The Creation of Fire

The WPA has long been a source of inspiration, awe, and and envy for me. With an extensive background in the arts and theater, the very concept of the government directly investing in the arts in a profound way that leaves a deep impact not only at the time but nearly a century later is something akin to the creation of fire―and the arts was only a part of that wonderful project.

The recent centrality of the Green New Deal―with it’s framing firmly and clearly recalling the New Deal, from which the WPA emerged―has allowed that previous envy to turn to a weird nostalgic hope that my own lifetime might have such a force of art unleashed on the nation.

And if you haven’t read the Green New Deal take the below, easily accessible links, as me encouraging you to read it. I highly recommend the attractively formatted 14-page PDF version, but here are both: [html] [pdf]

So entwined is this national history of art (even the stylistic components) that as the Green New Deal has continued to grasp the imagination of climate activists it was even promoted by commissioned artwork recalling that distant past.

The Spark

I’ve long been musing and meandering internally about somehow contributing artistically to this Green New Deal reality that I would like to exist. Sanders’ movement was and is a part of that reality and seemed the most obvious conduit through which to achieve it.

It still is.

Noam Chomsky’s musing on the Sanders campaign―notably distinct from the movement―was instructive for me:

It’s common to say now that the Sanders campaign failed. I think that’s a mistake. I think it was an extraordinary success, completely shifted the arena of debate and discussion. Issues that were unthinkable a couple years ago are now right in the middle of attention.

The worst crime he committed, in the eyes of the establishment, is not the policy he’s proposing; it’s the fact that he was able to inspire popular movements, which had already been developing — Occupy, Black Lives Matter, many others — and turn them into an activist movement, which doesn’t just show up every couple years to push a leader and then go home, but applies constant pressure, constant activism and so on. That could affect a Biden administration.

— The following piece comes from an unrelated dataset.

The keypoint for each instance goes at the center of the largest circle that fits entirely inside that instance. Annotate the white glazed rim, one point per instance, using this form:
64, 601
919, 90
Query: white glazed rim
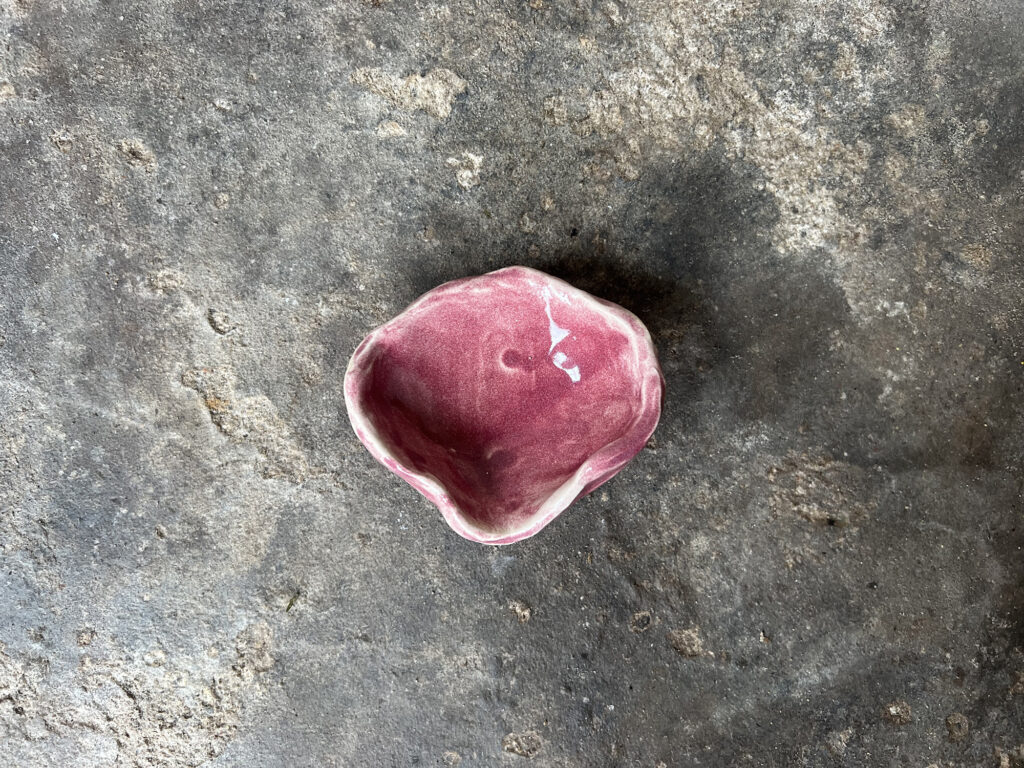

– Noam Chomsky on Democracy Now

US

So in addition to the nice quote and concept of “constant pressure, constant activism,” this comment helped me to contemplate what Sanders’ Not me. Us. movement might look like without the Not me part―just Us, graphically.

The movement without the man.

Yes, it is extremely basic, and no, I can’t say I thought about everything fully here from a design and/or marketing perspective as I was just making a poster with a nice quote, but the simplicity of US being on the bottom center of an otherwise empty sign for many reasons felt right.

  • Underdog: Us isn’t on the top… yet.
  • True Center: Us isn’t even really on the left―Us is center.
  • Young/Small: Us isn’t big enough… yet.
  • Acronym: Us is also the U.S.
  • Sans Sanders: Us doesn’t have a Me that it’s not anymore―it’s just Us.

On the last bullet point: I did briefly contemplate having a Not me on top of the Us, but it’s not needed and it’s not the point. There’s a beautiful simplicity and solidarity in the lone US on a sign, especially when it’s held by characters drawn between 1936 and 1940 as part of the WPA, which was part of the original New Deal, originally to promote books (and presumably the scary socialist libraries that house them). You can see artist Arlington Gregg’s other WPA poster work at the Library of Congress.

Let me know what you think of this thing. And, as the Sanders yard sign was recently stolen from my font yard I’m thinking of replacing it with an “US” yard sign. It might look nice for a minute before it disappears, but it’s meaning would live on.